As you can see, with a score of 78 in EXPLODE, this athlete has the necessary qualities to accelerate rapidly, and compared to the last athlete, he is more reactive, meaning he exhibits more efficient use of the stretch shortening cycle, and therefore is able to be effective later in the sprint than his previous counterpart, as ground contact times become shorter and reactive strength (EXPLODE/LOAD) is at a premium.  It is also no surprise that, since clean is one of the primary movements designed to improve EXPLODE, this athlete excels in this domain, with an outstanding 315 pound performance at just 180 pounds of bodyweight. The final variable, DRIVE, is the ability to carry accumulated momentum and to finish movements smoothly and efficiently.  This variable maintains, or ideally builds upon, the concentric force developed by the EXPLODE variable, through the very end of the movement’s range of motion.  As legendary sprint coach Charlie Francis so eloquently states: “Sprinting is a sequence of slightly sub-maximal efforts, rather than one separate maximal effort after another.” If one were to purely analyze each individual step in isolation the force producing and reactive strength capabilities of the previous examples might be more impressive. However, due to the cumulative, cyclical nature of sprinting, and higher velocities’ shift to reliance on greater posterior chain force production (another trait of DRIVE dominant athletes), this athlete has the ability to accelerate for longer, providing them an opportunity to chase down the previously discussed teammates. Therefore, in a 40, athletes who excel in DRIVE should be very effective at building speed over time, shown through an outstanding performance in the late acceleration phase, which for athletes of this caliber, would be the 20 to 40 yard split.  The scan to the left resulted in our fastest 20 to 40 yard split at 1.81 seconds

As you can guess based on the LOAD and EXPLODE scores, this athlete ran a pedestrian 10 yard split, comparatively, for a sub 4.5 forty at 1.57 seconds, however having the highest DRIVE score of the athletes examined so far allowed him to accelerate for longer and almost catch his quicker counterparts over the course of forty yards, closing a .1 second difference to .03.  This athlete also exhibits the anthropometry one would expect in a DRIVE dominant athlete, long and rangy, at 6’3” 190 pounds.

Obviously, in an ideal situation, the athlete would be outstanding at all of these variables, through a balanced scan that allows them to start fast, accelerate quickly but smoothly and efficiently, yielding a complete race.  Our most balanced split profile was produced by the following athlete.
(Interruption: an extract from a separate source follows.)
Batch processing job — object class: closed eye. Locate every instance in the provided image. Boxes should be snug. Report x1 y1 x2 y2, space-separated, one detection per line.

This athlete did not win any of the splits but finished with a 4.44 forty on the strength of a balanced scan and complete race profile.  This excellence in each variable is even more impressive given the fact that this was also our heaviest athlete in the case study at 205 pounds.

Equally as important as performance indices was the fact that over the course of roughly 200 trials as a team, there were no hamstring strains, which is a rarity in the public sector, and would be expected based on our reduction of scan predicated injury risks by 50% (from 60 to 30) over the training period through improved balance (all 3 variables within 15 points and above 45) in our scans.

While this case study does not seek to present itself as hardcore statistical analysis, it is a good anecdotal example of the force plate in action in “the trenches” of a Division 1 football program.  We can see that it is not exclusively the absolute height of a jump that regulates performance, but rather the shape of the athletes signature, and HOW they jumped rather than how high they jumped.  Ultimately, the goal of the force plate in our program is to identify each athlete’s unique movement signature in order to be proactive in preventing injuries and improving on-field performance.  Our experience during our Winter training block gives ample real world evidence of both.